Supporting Statement A
Medicare-Funded GME Residency Positions in accordance with Section 126 of the Consolidated Appropriations Act, 2021 (Public Law 116-260)
(CMS-10790; OMB-New)
Section 1886(h) of the Act, as added by section 9202 of the Consolidated Omnibus Budget Reconciliation Act (COBRA) of 1985 (Pub. L. 99-272) and implemented in regulations at existing §§413.75 through 413.83, establishes a methodology for determining payments to hospitals for the direct costs of approved graduate medical education (GME) programs. Section 1886(h)(2) of the Act, as added by COBRA, sets forth a methodology for determining a hospital-specific, base-period per resident amount (PRA) that is calculated by dividing a hospital's allowable direct costs of GME in a base period by its number of full-time equivalent (FTE) residents in the base period. The base period is, for most hospitals, the hospital's cost reporting period beginning in FY 1984 (that is, October 1, 1983, through September 30, 1984). In general, Medicare direct GME payments are calculated by multiplying the hospital’s updated PRA by the weighted number of FTE residents working in all areas of the hospital complex (and at nonprovider sites, when applicable), and the hospital's Medicare share of total inpatient days. Section 1886(d)(5)(B) of the Act provides for a payment adjustment known as the indirect medical education (IME) adjustment under the inpatient prospective payment system (IPPS) for hospitals that have residents in an approved GME program, in order to account for the higher indirect patient care costs of teaching hospitals relative to nonteaching hospitals. The regulation regarding the calculation of this additional payment is located at §412.105. The hospital’s IME adjustment applied to the Diagnosis-Related Group (DRG) payments is calculated based on the ratio of the hospital’s number of FTE residents training in either the inpatient or outpatient departments of the IPPS hospital to the number of inpatient hospital beds.

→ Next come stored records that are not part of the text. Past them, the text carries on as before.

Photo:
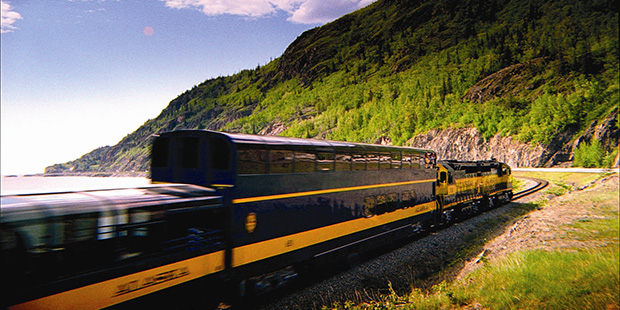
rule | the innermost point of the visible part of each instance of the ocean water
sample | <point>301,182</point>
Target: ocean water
<point>40,184</point>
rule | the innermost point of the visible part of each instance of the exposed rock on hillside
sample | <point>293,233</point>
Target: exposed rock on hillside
<point>468,144</point>
<point>507,82</point>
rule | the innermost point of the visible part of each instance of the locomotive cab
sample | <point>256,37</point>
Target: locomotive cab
<point>443,178</point>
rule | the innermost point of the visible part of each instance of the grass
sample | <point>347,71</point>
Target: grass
<point>578,277</point>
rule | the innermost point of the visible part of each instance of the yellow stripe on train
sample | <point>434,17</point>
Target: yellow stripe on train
<point>118,290</point>
<point>273,247</point>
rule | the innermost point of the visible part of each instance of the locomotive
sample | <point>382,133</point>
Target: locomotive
<point>230,215</point>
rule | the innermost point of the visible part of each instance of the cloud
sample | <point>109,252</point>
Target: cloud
<point>9,17</point>
<point>321,12</point>
<point>299,11</point>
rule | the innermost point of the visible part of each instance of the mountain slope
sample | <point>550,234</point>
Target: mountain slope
<point>396,69</point>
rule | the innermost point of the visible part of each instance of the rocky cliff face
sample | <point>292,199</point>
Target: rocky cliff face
<point>468,144</point>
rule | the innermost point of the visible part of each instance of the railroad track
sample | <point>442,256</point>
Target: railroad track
<point>540,184</point>
<point>436,246</point>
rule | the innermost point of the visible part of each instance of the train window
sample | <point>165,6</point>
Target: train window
<point>80,227</point>
<point>343,162</point>
<point>442,177</point>
<point>406,160</point>
<point>359,162</point>
<point>369,205</point>
<point>220,154</point>
<point>396,161</point>
<point>189,152</point>
<point>281,161</point>
<point>251,160</point>
<point>372,162</point>
<point>325,161</point>
<point>385,161</point>
<point>305,161</point>
<point>160,152</point>
<point>105,225</point>
<point>194,228</point>
<point>417,161</point>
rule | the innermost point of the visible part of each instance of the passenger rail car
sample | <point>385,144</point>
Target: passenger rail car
<point>96,249</point>
<point>301,201</point>
<point>234,214</point>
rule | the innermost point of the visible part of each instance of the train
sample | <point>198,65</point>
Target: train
<point>230,215</point>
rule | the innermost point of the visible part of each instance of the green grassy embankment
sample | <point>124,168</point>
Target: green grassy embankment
<point>562,256</point>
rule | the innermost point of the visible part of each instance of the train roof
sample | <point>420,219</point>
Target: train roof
<point>239,138</point>
<point>482,165</point>
<point>34,206</point>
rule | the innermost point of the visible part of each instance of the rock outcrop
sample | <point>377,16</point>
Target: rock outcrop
<point>469,144</point>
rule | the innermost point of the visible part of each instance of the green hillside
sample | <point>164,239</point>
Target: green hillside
<point>395,69</point>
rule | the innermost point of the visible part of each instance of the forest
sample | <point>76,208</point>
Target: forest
<point>395,69</point>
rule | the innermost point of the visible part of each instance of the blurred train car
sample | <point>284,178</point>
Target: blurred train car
<point>96,249</point>
<point>234,215</point>
<point>300,201</point>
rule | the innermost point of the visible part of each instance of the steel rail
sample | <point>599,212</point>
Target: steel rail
<point>540,184</point>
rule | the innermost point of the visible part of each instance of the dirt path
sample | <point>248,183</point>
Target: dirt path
<point>547,227</point>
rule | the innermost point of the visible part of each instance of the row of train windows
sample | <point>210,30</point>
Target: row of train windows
<point>135,233</point>
<point>260,161</point>
<point>379,204</point>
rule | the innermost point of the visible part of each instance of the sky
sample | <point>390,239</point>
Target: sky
<point>81,74</point>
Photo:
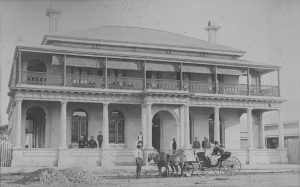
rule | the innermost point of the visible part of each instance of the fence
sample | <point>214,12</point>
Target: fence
<point>293,149</point>
<point>5,153</point>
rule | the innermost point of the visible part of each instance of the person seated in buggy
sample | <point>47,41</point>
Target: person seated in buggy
<point>219,153</point>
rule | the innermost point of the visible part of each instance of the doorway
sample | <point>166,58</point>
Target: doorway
<point>35,128</point>
<point>156,132</point>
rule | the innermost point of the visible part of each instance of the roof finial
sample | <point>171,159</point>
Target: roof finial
<point>53,15</point>
<point>212,29</point>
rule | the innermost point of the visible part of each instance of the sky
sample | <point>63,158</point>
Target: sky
<point>267,29</point>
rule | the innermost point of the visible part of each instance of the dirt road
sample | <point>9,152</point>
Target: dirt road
<point>255,179</point>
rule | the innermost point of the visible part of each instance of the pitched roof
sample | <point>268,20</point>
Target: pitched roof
<point>136,35</point>
<point>149,56</point>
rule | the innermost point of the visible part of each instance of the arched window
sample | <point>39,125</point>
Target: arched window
<point>36,66</point>
<point>79,125</point>
<point>211,122</point>
<point>116,127</point>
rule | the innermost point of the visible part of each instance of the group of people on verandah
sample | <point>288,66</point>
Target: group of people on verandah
<point>91,143</point>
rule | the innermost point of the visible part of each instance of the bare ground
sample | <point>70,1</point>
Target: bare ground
<point>249,179</point>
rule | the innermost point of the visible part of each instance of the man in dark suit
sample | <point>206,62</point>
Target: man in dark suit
<point>81,142</point>
<point>100,139</point>
<point>92,143</point>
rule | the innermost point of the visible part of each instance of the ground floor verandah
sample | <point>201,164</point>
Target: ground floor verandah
<point>55,127</point>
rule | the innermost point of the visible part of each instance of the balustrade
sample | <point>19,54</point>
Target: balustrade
<point>130,83</point>
<point>163,84</point>
<point>85,81</point>
<point>41,78</point>
<point>233,89</point>
<point>126,83</point>
<point>264,90</point>
<point>199,86</point>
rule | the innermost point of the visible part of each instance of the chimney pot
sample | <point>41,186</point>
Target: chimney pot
<point>212,29</point>
<point>53,15</point>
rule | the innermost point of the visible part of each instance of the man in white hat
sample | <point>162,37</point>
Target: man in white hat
<point>81,142</point>
<point>138,159</point>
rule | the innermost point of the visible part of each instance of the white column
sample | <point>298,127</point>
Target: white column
<point>178,139</point>
<point>144,124</point>
<point>262,131</point>
<point>149,126</point>
<point>216,125</point>
<point>187,127</point>
<point>280,130</point>
<point>63,124</point>
<point>105,129</point>
<point>182,121</point>
<point>249,125</point>
<point>19,124</point>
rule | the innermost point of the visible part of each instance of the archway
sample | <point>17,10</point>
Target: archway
<point>35,127</point>
<point>156,132</point>
<point>36,66</point>
<point>116,127</point>
<point>163,130</point>
<point>79,125</point>
<point>36,72</point>
<point>211,122</point>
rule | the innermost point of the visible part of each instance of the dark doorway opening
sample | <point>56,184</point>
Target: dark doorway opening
<point>156,132</point>
<point>35,128</point>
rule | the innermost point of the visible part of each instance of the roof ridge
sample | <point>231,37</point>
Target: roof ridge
<point>166,37</point>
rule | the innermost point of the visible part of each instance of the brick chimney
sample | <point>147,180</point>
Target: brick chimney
<point>212,29</point>
<point>53,15</point>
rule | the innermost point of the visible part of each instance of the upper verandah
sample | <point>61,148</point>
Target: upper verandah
<point>141,37</point>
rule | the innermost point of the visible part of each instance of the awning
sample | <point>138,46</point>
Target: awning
<point>57,60</point>
<point>196,69</point>
<point>157,66</point>
<point>84,62</point>
<point>231,71</point>
<point>124,64</point>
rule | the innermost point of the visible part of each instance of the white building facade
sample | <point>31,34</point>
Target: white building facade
<point>122,80</point>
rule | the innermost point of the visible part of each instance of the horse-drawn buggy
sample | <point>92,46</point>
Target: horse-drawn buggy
<point>220,161</point>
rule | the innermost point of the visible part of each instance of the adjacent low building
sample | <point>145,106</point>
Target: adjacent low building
<point>121,80</point>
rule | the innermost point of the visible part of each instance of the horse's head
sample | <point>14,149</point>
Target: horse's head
<point>153,156</point>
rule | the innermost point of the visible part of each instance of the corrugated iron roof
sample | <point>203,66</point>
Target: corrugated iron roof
<point>136,35</point>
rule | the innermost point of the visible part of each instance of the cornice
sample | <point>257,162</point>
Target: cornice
<point>145,56</point>
<point>138,44</point>
<point>170,97</point>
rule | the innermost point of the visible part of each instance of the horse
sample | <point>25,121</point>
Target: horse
<point>177,159</point>
<point>160,161</point>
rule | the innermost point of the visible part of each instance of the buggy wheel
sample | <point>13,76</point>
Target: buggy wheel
<point>203,171</point>
<point>232,166</point>
<point>189,169</point>
<point>219,170</point>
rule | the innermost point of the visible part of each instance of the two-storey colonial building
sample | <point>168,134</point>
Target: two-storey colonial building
<point>121,80</point>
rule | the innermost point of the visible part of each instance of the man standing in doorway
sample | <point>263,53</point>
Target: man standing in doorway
<point>100,139</point>
<point>173,146</point>
<point>140,138</point>
<point>81,142</point>
<point>196,144</point>
<point>92,143</point>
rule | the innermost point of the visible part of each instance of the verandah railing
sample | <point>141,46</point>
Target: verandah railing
<point>130,83</point>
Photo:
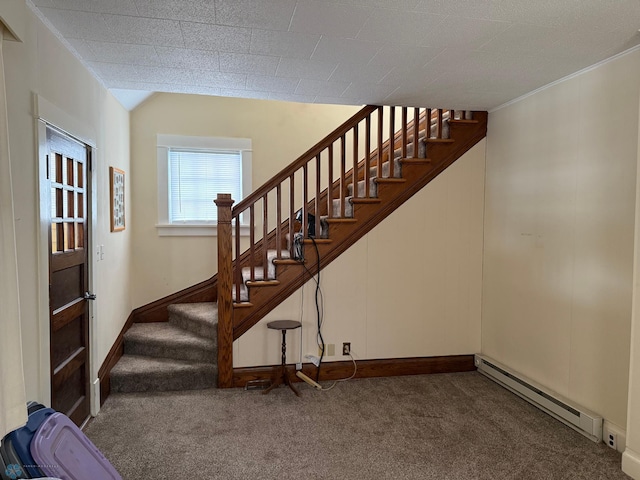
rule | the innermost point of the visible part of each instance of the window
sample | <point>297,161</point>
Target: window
<point>191,173</point>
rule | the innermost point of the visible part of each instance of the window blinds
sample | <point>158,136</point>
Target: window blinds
<point>195,179</point>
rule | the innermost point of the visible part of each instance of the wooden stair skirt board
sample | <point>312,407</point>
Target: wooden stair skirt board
<point>390,367</point>
<point>363,193</point>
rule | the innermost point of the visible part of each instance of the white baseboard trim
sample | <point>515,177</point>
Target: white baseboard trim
<point>631,464</point>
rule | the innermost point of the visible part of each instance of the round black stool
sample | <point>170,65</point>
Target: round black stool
<point>281,375</point>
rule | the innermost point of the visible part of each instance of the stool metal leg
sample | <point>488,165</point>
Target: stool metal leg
<point>283,377</point>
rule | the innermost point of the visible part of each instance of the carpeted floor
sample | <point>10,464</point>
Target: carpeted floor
<point>450,426</point>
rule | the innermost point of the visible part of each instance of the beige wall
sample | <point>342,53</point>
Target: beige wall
<point>411,287</point>
<point>631,457</point>
<point>164,265</point>
<point>372,298</point>
<point>559,227</point>
<point>42,66</point>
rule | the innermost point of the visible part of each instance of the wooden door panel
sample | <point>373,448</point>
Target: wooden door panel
<point>66,286</point>
<point>68,276</point>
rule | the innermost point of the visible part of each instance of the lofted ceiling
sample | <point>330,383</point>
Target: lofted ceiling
<point>469,54</point>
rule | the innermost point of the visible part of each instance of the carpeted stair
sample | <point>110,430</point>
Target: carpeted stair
<point>180,354</point>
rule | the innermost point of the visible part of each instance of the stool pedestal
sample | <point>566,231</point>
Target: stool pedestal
<point>281,375</point>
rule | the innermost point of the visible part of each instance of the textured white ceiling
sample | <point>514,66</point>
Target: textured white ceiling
<point>469,54</point>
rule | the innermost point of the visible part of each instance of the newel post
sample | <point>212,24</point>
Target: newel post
<point>225,287</point>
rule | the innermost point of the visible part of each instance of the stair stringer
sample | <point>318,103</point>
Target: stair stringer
<point>367,215</point>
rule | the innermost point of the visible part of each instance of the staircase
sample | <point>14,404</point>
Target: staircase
<point>176,355</point>
<point>347,184</point>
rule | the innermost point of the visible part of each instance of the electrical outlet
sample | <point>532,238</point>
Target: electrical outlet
<point>313,359</point>
<point>329,350</point>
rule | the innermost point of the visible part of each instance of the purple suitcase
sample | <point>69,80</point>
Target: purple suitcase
<point>63,451</point>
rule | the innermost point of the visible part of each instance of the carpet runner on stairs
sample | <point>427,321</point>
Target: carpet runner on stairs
<point>182,354</point>
<point>177,355</point>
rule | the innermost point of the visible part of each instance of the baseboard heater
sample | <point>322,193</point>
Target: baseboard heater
<point>578,418</point>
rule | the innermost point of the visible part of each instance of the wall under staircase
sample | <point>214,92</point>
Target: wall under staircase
<point>243,296</point>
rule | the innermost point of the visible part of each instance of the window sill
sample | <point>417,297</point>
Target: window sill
<point>196,230</point>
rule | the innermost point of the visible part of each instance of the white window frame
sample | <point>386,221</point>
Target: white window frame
<point>165,142</point>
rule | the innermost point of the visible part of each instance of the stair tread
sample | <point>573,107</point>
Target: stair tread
<point>262,283</point>
<point>291,261</point>
<point>205,312</point>
<point>164,332</point>
<point>340,220</point>
<point>142,365</point>
<point>390,180</point>
<point>137,373</point>
<point>440,140</point>
<point>463,121</point>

Section 1886(h)(4)(F) of the Act established limits on the number of allopathic and osteopathic residents that hospitals may count for purposes of calculating direct GME payments. For most hospitals, the limits were the number of allopathic and osteopathic FTE residents training in the hospital's most recent cost reporting period ending on or before December 31, 1996. Under section 1886(d)(5)(B)(v) of the Act, a similar limit based on the FTE count for IME during that cost reporting period is applied effective for discharges occurring on or after October 1, 1997.
We are seeking approval for a new collection for GME applications for additional residency positions over the limits submitted in accordance with section 126 of the Consolidated Appropriations Act (CAA), 2021.
B. JUSTIFICATION
This collection is associated with a final rule with comment period (CMS-1752-FC3;
December 17, 2021), which finalized CMS’ proposals to implement the provisions of Section
126 of the Consolidated Appropriations Act (CAA), 2021 (Public Law 116-260), enacted December 27, 2020, a key provision affecting Medicare payments for Graduate Medical Education (GME).
Section 126(a) of the CAA amended section 1886(h) of the Act by adding a new section 1886(h)(9) requiring the distribution of additional residency positions (slots) to qualifying hospitals. Section 1886(h)(9)(A) makes an additional 1,000 Medicare funded residency slots available to be phased in beginning in FY 2023 until the aggregate number of 1,000 full-time equivalent residency positions are distributed. Section 1886(h)(9)(A) also limits the aggregate number of residency positions made available in a single fiscal year across all hospitals to not exceed 200. Section 1886(h)(9)(B) of the law requires that at least 10 percent of the aggregate number of slots be distributed to hospitals in four categories: (1) hospitals in rural areas (or treated as being located in a rural area under the law), (2) hospitals currently operating over their GME cap, (3) hospitals in states with new medical schools or additional locations, and (4) hospitals that serve areas designated as health professional shortage areas. Additionally, section 1886(h)(9)(C) places certain limitations on the distribution of the residency positions.
Section 126 of the CAA also specifies, under section 1886(h)(9)(A) of the Act, that beginning fiscal year 2023, for each qualifying hospital that submits a timely application, the Secretary is required to notify hospitals of the number of positions distributed to them by January 31 of the fiscal year of the increase, and the increase is effective beginning July 1 of that fiscal year.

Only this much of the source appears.